Vous vous souvenez peut-être de cette émission des années 2000 sur Disney Channel qui vous apprenait des méthodes et des astuces pour créer des oeuvres originales tout en s’amusant ? Je confonds toujours les titres Art Attack et Art Alive. Cependant, vous verrez que l’une des deux propositions honorait sa promesse de créer tout en s’amusant. Indice, ce n’est pas Art Alive.
Tout commence par une page blanche et une barre d’outils qui paraîtra assez limitée mais pas si éloignée que ça d’un Paint par exemple. SAUF QUE, et nous allons venir immédiatement au point qui fâche, dans Paint on utilise UNE SOURIS (et dans Mario Paint aussi d’ailleurs).

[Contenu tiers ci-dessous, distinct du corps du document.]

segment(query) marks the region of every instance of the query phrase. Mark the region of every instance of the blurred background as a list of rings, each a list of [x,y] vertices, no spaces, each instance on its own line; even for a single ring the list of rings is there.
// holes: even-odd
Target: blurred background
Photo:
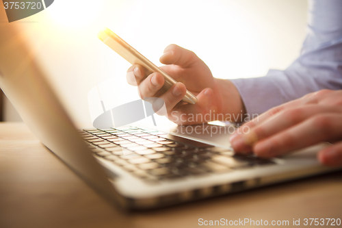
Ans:
[[[126,82],[130,64],[97,38],[103,27],[157,65],[174,43],[194,51],[215,77],[261,77],[299,55],[307,8],[306,0],[57,0],[15,23],[70,115],[86,127],[96,86],[113,92],[107,107],[139,99]],[[20,121],[3,97],[2,120]]]

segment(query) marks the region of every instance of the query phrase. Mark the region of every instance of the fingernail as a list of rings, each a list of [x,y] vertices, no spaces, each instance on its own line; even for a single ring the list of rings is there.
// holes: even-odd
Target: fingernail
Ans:
[[[137,77],[142,77],[142,73],[140,72],[140,70],[137,67],[135,67],[133,70],[134,72],[134,75]]]
[[[174,86],[174,88],[172,90],[172,94],[176,97],[179,97],[182,94],[182,90],[181,90],[179,87],[178,87],[178,86],[176,85],[176,86]]]
[[[229,142],[232,143],[232,142],[237,137],[237,134],[234,133],[233,134],[232,134],[231,136],[231,137],[229,138]]]
[[[168,51],[168,52],[166,52],[166,53],[164,53],[163,54],[163,55],[161,55],[161,56],[160,57],[160,58],[162,58],[163,57],[165,57],[165,56],[166,56],[166,55],[170,55],[170,53],[172,53],[172,52],[171,52],[171,51]]]
[[[211,97],[211,96],[213,96],[213,92],[211,90],[206,90],[205,91],[205,95],[207,96],[207,97],[210,98]]]
[[[254,152],[260,156],[272,155],[272,144],[267,140],[258,143],[254,147]]]
[[[324,157],[326,157],[326,158],[328,159],[329,160],[334,160],[339,157],[339,153],[334,149],[331,149],[325,151]]]
[[[158,81],[157,81],[157,78],[156,78],[155,75],[153,75],[153,76],[152,76],[152,78],[150,79],[150,82],[152,82],[152,84],[155,86],[158,86],[159,85]]]
[[[250,131],[250,132],[244,134],[243,136],[245,140],[245,143],[247,145],[252,146],[258,141],[258,136],[253,131]]]
[[[230,141],[233,148],[237,151],[241,150],[246,146],[244,138],[242,138],[242,136],[239,135],[235,136],[235,137],[233,137],[233,138],[231,138]]]

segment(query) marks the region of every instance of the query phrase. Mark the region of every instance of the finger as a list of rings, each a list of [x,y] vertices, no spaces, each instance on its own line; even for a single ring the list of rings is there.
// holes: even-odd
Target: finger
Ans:
[[[258,156],[270,157],[341,137],[342,116],[319,114],[256,142],[253,151]]]
[[[156,93],[164,84],[164,77],[160,73],[150,74],[138,86],[140,97],[144,99],[144,97],[155,97]]]
[[[324,113],[338,113],[339,112],[340,112],[340,109],[335,106],[317,105],[288,109],[278,115],[269,118],[261,124],[251,127],[248,134],[233,136],[233,138],[231,138],[231,143],[236,151],[244,151],[243,149],[246,147],[246,145],[252,146],[258,140],[285,130],[311,116]],[[244,126],[243,127],[249,127],[249,126]]]
[[[166,115],[170,113],[174,106],[182,100],[186,92],[187,89],[183,83],[177,82],[173,85],[168,91],[159,97],[164,101],[167,113],[159,114]]]
[[[318,160],[324,164],[342,166],[342,142],[325,148],[318,153]]]
[[[179,125],[195,125],[212,120],[216,107],[211,106],[213,91],[210,88],[202,90],[198,95],[195,105],[179,103],[168,118]]]
[[[256,126],[258,124],[263,123],[264,121],[268,120],[269,118],[280,114],[282,112],[285,110],[287,110],[290,108],[294,108],[300,105],[302,106],[301,99],[294,100],[286,103],[285,104],[282,104],[281,105],[272,107],[266,112],[264,112],[261,115],[258,116],[257,117],[253,118],[252,121],[244,124],[242,126],[246,126],[250,128],[252,128]]]
[[[138,86],[145,77],[145,69],[141,65],[135,64],[131,66],[129,68],[126,74],[128,84],[131,86]]]
[[[194,63],[197,55],[192,51],[176,45],[170,45],[164,50],[164,54],[159,59],[164,64],[174,64],[184,68],[189,67]]]

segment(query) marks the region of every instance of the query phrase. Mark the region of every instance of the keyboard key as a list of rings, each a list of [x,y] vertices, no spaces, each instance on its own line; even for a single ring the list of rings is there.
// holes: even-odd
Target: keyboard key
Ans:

Nous voici donc devant notre écran, à l’aube d’un chef-d’oeuvre, armé d’un pad Megadrive à la croix directionnelle plutôt rigide en guise de pinceau. Les différents outils sont sélectionnables dans des tailles différentes, et pour gagner tant bien que mal en précision, on peut choisir leur vitesse de déplacement à l’écran. Pour autant pas de miracles, la maniabilité reste pataude et les tableaux de maître qu’on imagine déjà réaliser ne seront au mieux qu’un barbouillage qui, même agrémenté d’un cadre en nouilles, ne trouvera même pas grâce aux yeux d’une maman pour la fête des mères. J’en veux pour preuve la superbe image de titre de cet article.
On note toutefois qu’une tentative de pallier cette maniabilité approximative a été tentée avec l’outil en forme de flèche qui ressemble un peu à une forme d’outil de dessin vectoriel archaïque.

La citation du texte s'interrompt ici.